デフレ不況のメカニズムについては、流動性選好と流動性の罠、需要不足によるものというニュー・ケインジアンの立場を踏襲していて、新古典派の理論については批判的です。新古典派について、135ページでは以下のように述べられています。
いずれにせよ、世界の中堅・若手の経済学者が、入門段階の学生に教えている標準理論は、もはや新しい古典派のものではないわけです。

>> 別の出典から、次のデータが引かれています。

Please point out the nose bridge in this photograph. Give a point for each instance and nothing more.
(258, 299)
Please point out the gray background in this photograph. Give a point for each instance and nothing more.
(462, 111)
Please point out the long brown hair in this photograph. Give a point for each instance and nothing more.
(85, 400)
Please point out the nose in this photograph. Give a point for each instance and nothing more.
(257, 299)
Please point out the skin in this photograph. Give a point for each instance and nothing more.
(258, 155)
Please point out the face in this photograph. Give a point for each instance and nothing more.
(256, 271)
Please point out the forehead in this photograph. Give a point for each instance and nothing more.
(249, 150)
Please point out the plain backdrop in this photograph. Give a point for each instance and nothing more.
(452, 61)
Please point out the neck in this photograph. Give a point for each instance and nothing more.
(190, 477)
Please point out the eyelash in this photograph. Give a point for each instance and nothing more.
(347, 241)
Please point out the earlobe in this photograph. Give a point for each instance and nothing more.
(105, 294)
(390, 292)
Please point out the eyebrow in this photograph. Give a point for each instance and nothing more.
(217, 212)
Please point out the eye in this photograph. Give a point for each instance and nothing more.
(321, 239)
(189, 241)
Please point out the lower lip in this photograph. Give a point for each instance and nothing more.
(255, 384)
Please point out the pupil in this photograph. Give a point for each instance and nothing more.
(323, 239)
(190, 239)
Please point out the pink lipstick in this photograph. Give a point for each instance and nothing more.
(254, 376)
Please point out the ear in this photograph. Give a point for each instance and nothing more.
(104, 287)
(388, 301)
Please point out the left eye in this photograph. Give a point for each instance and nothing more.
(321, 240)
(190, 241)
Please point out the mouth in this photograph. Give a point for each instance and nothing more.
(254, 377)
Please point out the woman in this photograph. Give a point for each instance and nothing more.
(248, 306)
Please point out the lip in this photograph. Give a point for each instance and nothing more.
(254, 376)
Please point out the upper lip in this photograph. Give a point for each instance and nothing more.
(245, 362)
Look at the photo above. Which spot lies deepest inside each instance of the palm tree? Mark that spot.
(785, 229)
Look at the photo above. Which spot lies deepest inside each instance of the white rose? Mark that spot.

しかし、学問の最先端を担っている世代はまだ若すぎて、マスコミにも知られていないし、政府の審議委員にもなれていません。構造改革時代の世論と政治に影響力のあった経済学者は、かつて新しい古典派が押せ押せで快進撃していたころのアメリカに、新進気鋭として留学し、当時の最先端の動向を持ち帰った世代です。1970年代の大インフレを打開するための革新的な理論が、時間をかけてようやく世論に浸透し、政治を動かせるようになったときには、既にそれとはまったく逆のデフレ不況時代になっていたというわけです。学問自体はとっくにその次の段階に進んでいるのですが、まだまだそれは世間には知られていないのです。
以上、p135 より
途中の説明はグラフなどを多用して、非常に分かりやすいものになっています。ただ、最後の施策については、若干腑に落ちないものが残りました。基本的には「日銀がどんどんお金を刷れば良い」という話で、日銀にできなければ政府が百兆円玉 (!) を発行しても良いという冗談半分の話も出ているのですが、無から有を生み出せば解決する、というのはあまりにもうまい話すぎて、怪しく思ってしまいます。何か問題が起きたりしないのかどうか、もう少し丁寧な説明で不安を取り除いてもらえると良かったと思いました。